Lutteri et al. [1179] studied sFLC concentrations in chronic kidney disease (CKD) patients using the Sebia FLC ELISA. Progressively higher sFLC concentrations and sFLC ratios were associated with increasing renal impairment, and the authors concluded that renal reference intervals should be developed for these assays. A subsequent publication by the same group [1181] defined a renal reference range for Sebia FLC ELISAs based on analysis of 151 serum samples from CKD patients (0.46 – 2.23). The authors propose that this range is used for patients with any degree of renal impairment (CKD stage 1-5).
Berlanga et al. [207] re-analysed the data reported by Jacobs et al., and plotted the percentage increase in sFLC levels relative to controls for both assays (Figure 8.7). Freelite measured a progressive elevation of κ over λ FLC with worsening renal function, which resulted in some patients having an abnormal κ/λ sFLC ratio. By contrast, N Latex FLC assays indicated an approximately equal increase of both FLCs throughout CKD1-4, but a sharp increase in λ FLC levels in the fifth group, that comprised both CKD5 and dialysis patients. Similar findings were reported by Kennard et al. [922] who compared pre- and post-hemodialysis sFLC concentrations in 105 patients with end-stage kidney disease and no known lymphoplasmacytic disorder. Pre-dialysis λ sFLC concentrations were much higher as measured by the N Latex FLC assays than Freelite, but post-haemodialysis, a larger reduction in λ sFLCs was indicated by the N Latex FLC assays (Table 8.6). This resulted in similar post-dialysis λ sFLC concentrations as measured by both assays. One possibility proposed by Tate et al. [1182] is that in end-stage kidney disease, λ sFLCs are mainly monomeric, and these monomers are readily cleared by dialysis. As the N Latex FLC assay preferentially reacts towards λ FLC monomers (Section 8.6.1), this would explain the higher initial λ sFLC values and more dramatic fall in λ FLC concentrations measured by these assays.
| N Latex FLC | Freelite | |||||
|---|---|---|---|---|---|---|
| κ (mg/L) | λ (mg/L) | κ/λ (IQR) | κ (mg/L) | λ (mg/L) | κ/λ (IQR) | |
| Pre-haemodialysis | 130 | 250 | 0.56 (0.47-0.63) | 160 | 110 | 1.44 (1.14-1.74) |
| Post-haemodialysis | 44 | 91 | 45 | 65 | ||
Table 8.6. Comparison of Freelite and N Latex sFLC concentrations pre- and post-haemodialysis. Median (interquartile range, IQR) values are reported [922].

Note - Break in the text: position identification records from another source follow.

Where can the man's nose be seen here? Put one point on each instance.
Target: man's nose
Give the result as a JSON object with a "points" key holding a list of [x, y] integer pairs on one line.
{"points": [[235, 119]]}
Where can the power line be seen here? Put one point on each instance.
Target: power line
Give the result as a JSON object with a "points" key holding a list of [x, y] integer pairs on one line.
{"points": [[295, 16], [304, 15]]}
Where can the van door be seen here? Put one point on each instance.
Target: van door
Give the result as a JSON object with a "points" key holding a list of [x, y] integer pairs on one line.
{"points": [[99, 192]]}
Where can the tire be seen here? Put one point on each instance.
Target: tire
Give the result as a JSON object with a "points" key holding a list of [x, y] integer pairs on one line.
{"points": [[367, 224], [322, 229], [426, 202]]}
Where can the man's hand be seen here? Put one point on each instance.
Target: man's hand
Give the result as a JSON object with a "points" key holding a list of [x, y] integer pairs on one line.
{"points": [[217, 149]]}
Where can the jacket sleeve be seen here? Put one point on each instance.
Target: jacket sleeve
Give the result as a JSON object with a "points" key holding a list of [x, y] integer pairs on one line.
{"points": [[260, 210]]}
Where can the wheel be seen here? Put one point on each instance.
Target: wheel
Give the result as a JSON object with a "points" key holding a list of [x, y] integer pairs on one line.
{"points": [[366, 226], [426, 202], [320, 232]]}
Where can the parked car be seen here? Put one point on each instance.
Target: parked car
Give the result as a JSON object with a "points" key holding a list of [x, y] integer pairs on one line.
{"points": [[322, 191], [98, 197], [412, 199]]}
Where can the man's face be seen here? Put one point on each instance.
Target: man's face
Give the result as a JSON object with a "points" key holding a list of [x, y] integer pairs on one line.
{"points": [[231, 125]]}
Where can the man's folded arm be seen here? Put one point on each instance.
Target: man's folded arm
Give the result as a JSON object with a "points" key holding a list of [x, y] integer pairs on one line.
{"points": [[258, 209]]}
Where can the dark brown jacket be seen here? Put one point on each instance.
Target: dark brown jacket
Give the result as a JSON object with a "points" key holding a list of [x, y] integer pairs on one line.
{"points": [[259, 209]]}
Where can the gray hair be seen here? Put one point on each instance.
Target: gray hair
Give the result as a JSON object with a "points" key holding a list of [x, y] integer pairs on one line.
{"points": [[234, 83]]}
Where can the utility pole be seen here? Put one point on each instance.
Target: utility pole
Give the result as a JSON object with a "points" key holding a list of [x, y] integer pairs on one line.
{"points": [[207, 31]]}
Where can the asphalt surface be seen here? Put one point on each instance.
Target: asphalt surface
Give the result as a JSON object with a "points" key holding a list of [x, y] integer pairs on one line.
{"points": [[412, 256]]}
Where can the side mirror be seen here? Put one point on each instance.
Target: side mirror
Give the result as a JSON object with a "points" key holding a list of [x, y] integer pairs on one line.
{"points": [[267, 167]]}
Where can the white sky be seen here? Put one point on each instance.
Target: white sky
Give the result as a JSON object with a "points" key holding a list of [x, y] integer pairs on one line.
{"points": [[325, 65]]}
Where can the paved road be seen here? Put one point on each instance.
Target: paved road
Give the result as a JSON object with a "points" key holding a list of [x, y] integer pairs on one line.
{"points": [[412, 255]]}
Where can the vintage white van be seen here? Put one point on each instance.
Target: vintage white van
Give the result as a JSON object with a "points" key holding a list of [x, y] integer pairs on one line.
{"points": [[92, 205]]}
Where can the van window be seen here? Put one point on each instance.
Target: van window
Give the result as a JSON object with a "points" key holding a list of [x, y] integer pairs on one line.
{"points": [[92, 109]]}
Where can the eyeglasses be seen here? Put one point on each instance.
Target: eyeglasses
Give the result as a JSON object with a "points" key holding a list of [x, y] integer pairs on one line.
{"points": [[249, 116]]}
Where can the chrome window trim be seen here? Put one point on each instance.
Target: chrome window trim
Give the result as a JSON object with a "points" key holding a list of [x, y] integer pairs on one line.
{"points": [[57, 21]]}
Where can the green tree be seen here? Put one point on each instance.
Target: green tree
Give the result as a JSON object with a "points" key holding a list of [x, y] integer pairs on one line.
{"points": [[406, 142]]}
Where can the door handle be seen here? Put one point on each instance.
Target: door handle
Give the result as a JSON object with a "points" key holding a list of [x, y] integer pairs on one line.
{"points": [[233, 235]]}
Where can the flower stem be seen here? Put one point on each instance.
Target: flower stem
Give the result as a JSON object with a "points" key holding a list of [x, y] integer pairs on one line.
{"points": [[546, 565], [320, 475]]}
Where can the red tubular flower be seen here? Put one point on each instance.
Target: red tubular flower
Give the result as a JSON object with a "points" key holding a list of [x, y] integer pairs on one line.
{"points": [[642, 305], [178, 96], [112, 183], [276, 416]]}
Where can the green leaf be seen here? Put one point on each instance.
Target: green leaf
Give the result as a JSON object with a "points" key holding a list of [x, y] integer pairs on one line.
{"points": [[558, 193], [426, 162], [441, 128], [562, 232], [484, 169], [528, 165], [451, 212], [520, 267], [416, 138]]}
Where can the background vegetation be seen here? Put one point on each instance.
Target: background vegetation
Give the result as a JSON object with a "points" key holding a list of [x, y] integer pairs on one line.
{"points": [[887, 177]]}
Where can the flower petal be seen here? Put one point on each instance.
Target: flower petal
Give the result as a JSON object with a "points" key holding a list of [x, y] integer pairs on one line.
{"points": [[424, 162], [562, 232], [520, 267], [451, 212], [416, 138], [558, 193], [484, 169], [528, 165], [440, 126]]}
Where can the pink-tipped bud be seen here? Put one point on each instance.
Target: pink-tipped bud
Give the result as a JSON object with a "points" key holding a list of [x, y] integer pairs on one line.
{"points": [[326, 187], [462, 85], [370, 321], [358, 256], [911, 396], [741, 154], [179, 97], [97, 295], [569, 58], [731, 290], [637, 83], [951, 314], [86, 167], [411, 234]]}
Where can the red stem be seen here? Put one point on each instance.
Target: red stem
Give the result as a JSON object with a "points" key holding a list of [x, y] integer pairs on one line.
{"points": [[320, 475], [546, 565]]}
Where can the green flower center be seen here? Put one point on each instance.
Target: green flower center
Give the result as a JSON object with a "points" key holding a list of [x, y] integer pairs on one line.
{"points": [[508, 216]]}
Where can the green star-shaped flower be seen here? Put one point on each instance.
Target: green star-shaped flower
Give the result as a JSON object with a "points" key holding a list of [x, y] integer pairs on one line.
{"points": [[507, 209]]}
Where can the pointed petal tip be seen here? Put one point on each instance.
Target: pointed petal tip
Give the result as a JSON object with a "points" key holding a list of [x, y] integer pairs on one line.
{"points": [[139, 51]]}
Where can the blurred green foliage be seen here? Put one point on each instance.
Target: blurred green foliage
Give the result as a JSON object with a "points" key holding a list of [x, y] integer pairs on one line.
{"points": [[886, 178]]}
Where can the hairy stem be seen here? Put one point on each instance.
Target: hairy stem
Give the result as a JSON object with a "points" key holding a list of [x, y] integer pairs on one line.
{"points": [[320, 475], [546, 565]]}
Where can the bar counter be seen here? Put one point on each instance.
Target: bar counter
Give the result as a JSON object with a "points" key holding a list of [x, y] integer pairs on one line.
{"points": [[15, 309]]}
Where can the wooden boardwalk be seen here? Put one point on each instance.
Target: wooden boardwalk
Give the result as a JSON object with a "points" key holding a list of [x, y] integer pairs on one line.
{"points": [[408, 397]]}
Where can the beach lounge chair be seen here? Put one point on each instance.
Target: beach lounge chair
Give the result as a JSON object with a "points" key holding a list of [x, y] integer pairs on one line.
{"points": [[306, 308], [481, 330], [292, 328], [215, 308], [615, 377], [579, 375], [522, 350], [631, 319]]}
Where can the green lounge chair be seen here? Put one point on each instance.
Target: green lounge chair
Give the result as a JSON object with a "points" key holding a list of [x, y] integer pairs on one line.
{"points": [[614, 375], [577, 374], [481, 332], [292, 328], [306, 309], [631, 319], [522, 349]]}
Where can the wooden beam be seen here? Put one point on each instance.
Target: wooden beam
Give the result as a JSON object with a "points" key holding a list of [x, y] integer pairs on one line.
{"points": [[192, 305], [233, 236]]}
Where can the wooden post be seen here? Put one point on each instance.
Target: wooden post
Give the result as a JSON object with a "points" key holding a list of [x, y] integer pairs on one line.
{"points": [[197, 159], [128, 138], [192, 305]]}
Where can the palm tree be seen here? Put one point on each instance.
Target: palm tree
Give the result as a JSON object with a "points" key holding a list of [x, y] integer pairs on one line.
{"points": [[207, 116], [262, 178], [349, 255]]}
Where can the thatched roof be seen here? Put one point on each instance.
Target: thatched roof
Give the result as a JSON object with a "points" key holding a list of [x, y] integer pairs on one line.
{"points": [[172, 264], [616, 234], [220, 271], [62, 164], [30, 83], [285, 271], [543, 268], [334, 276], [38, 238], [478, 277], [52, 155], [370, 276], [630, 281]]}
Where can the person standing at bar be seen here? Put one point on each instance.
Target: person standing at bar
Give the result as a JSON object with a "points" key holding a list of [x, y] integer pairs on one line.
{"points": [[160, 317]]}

There is only one published study to date that describes the use of the Seralite-FLC assay in patients with renal impairment: Heaney et al. [979] characterised Seralite-FLC sFLC concentrations in patients with new dialysis-dependent renal failure (AKI stage 3) due to causes other than MM. Similar to N Latex FLC assays, patients with renal failure had a lower Seralite-FLC κ/λ sFLC ratio (0.2 – 1.3) than healthy donors (0.5 – 2.5), due to an increase in λ sFLCs relative to κ sFLCs. Using ROC analysis, the authors define optimal cut-offs for the Seralite-FLC κ/λ sFLC ratio to identify κ (>2.02) and λ (<0.14) MM patients presenting with renal impairment. However, it should be noted that these cut-offs were developed using only the subgroup of MM patients classified as AKI stage 3, and therefore further validation is required before they can be more generally applied.
In summary, FLC assays based on polyclonal antisera (Freelite, Sebia FLC) require the use of renal reference intervals for CKD patients, whereas assays based on monoclonal antibodies (N Latex FLC, Seralite) report significantly lower sFLC ratios in patients with renal impairment that are covered by their respective normal reference intervals [165]. This may reflect differences in the reactivities of the reagents towards FLC monomers and dimers, which is discussed in Section 8.6.1.